Showing posts with label Transposon. Show all posts
Showing posts with label Transposon. Show all posts

Thursday, 9 March 2017

Transposon

A transposable element (TE or transposon) is a DNA sequence that can change its position within a genome, sometimes creating or reversing mutations and altering the cell's genome size. Transposition often results in duplication of the TE. Barbara McClintock's discovery of these jumping genes earned her a Nobel Prize in 1983.
Transposable elements make up a large fraction of the genome and are responsible for much of the mass of DNA in a eukaryotic cell. It has been shown that TEs are important in genome function and evolution. In Oxytricha, which has a unique genetic system, these elements play a critical role in development. Transposons are also very useful to researchers as a means to alter DNA inside a living organism.
There are at least two classes of TEs: Class I TEs or retrotransposons generally function via reverse transcription, while Class II TEs or DNA transposons encode the protein transposase, which they require for insertion and excision, and some of these TEs also encode other proteins.
Class I (retrotransposons)  
Class I TEs are copied in two stages: first, they are transcribed from DNA to RNA, and the RNA produced is then reverse transcribed to DNA. This copied DNA is then inserted back into the genome at a new position. The reverse transcription step is catalyzed by a reverse transcriptase, which is often encoded by the TE itself. The characteristics of retrotransposons are similar to retroviruses, such as HIV.
Retrotransposons are commonly grouped into three main orders:
·         TEs with long terminal repeats (LTRs), which encode reverse transcriptase, similar to retroviruses
·         Long interspersed nuclear elements (LINEs, LINE-1s, or L1s), which encode reverse transcriptase but lack LTRs, and are transcribed by RNA polymerase II
·         Short interspersed nuclear elements do not encode reverse transcriptase and are transcribed by RNA polymerase III
[Note: Retroviruses can also be considered TEs. For example, after conversion of retroviral RNA into DNA inside a host cell, the newly produced retroviral DNA is integrated into the genome of the host cell. These integrated DNAs are termed proviruses. The provirus is a specialized form of eukaryotic retrotransposon, which can produce RNA intermediates that may leave the host cell and infect other cells. The transposition cycle of retroviruses has similarities to that of prokaryotic TEs, suggesting a distant relationship between the two].

Class II (DNA transposons)

The cut-and-paste transposition mechanism of class II TEs does not involve an RNA intermediate. The transpositions are catalyzed by several transposase enzymes. Some transposases non-specifically bind to any target site in DNA, whereas others bind to specific target sequences. The transposase makes a staggered cut at the target site producing sticky ends, cuts out the DNA transposon and ligates it into the target site. A DNA polymerase fills in the resulting gaps from the sticky ends and DNA ligase closes the sugar-phosphate backbone.

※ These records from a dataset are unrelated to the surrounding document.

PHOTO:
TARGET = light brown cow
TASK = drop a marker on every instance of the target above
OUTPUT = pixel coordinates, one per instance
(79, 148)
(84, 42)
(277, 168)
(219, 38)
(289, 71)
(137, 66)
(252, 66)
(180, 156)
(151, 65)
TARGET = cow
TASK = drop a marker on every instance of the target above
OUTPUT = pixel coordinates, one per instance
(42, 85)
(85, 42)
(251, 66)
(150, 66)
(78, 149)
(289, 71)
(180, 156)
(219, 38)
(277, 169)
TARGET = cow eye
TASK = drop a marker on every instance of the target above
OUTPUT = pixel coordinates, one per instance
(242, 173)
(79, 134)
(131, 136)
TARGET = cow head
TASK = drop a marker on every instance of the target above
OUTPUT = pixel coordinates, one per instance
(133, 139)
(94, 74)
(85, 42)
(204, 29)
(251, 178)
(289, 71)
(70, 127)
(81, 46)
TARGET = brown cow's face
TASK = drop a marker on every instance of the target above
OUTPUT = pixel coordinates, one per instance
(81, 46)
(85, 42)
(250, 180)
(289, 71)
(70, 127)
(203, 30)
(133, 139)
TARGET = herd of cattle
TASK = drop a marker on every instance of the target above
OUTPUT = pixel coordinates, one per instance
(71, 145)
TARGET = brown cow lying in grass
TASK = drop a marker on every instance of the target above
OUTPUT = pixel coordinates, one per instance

This results in target site duplication and the insertion sites of DNA transposons may be identified by short direct repeats (a staggered cut in the target DNA filled by DNA polymerase) followed by inverted repeats (which are important for the TE excision by transposase).
Cut-and-paste TEs may be duplicated if their transposition takes place during S phase of the cell cycle, when a donor site has already been replicated but a target site has not yet been replicated.  Such duplications at the target site can result in gene duplication, which plays an important role in genomic evolution.
Not all DNA transposons transpose through the cut-and-paste mechanism. In some cases, a replicative transposition is observed in which a transposon replicates itself to a new target site (e.g. helitron).
Class II TEs comprise less than 2% of the human genome, making the rest Class I
Applications-
The first TE was discovered in maize (Zea mays) and is named dissociator (Ds). Likewise, the first TE to be molecularly isolated was from a plant (snapdragon). Appropriately, TEs have been an especially useful tool in plant molecular biology. Researchers use them as a means of mutagenesis. In this context, a TE jumps into a gene and produces a mutation. The presence of such a TE provides a straightforward means of identifying the mutant allele relative to chemical mutagenesis methods.
Sometimes the insertion of a TE into a gene can disrupt that gene's function in a reversible manner, in a process called insertional mutagenesis; transposase-mediated excision of the DNA transposon restores gene function. This produces plants in which neighboring cells have different genotypes. This feature allows researchers to distinguish between genes that must be present inside of a cell in order to function (cell-autonomous) and genes that produce observable effects in cells other than those where the gene is expressed.
TEs are also a widely used tool for mutagenesis of most experimentally tractable organisms. The Sleeping Beauty transposon system has been used extensively as an insertional tag for identifying cancer genes.
The Tc1/mariner-class of TEs Sleeping Beauty transposon system, awarded Molecule of the Year in 2009, is active in mammalian cells and is being investigated for use in human gene therapy.
TEs are used for the reconstruction of phylogenies by the means of presence/absence analyses.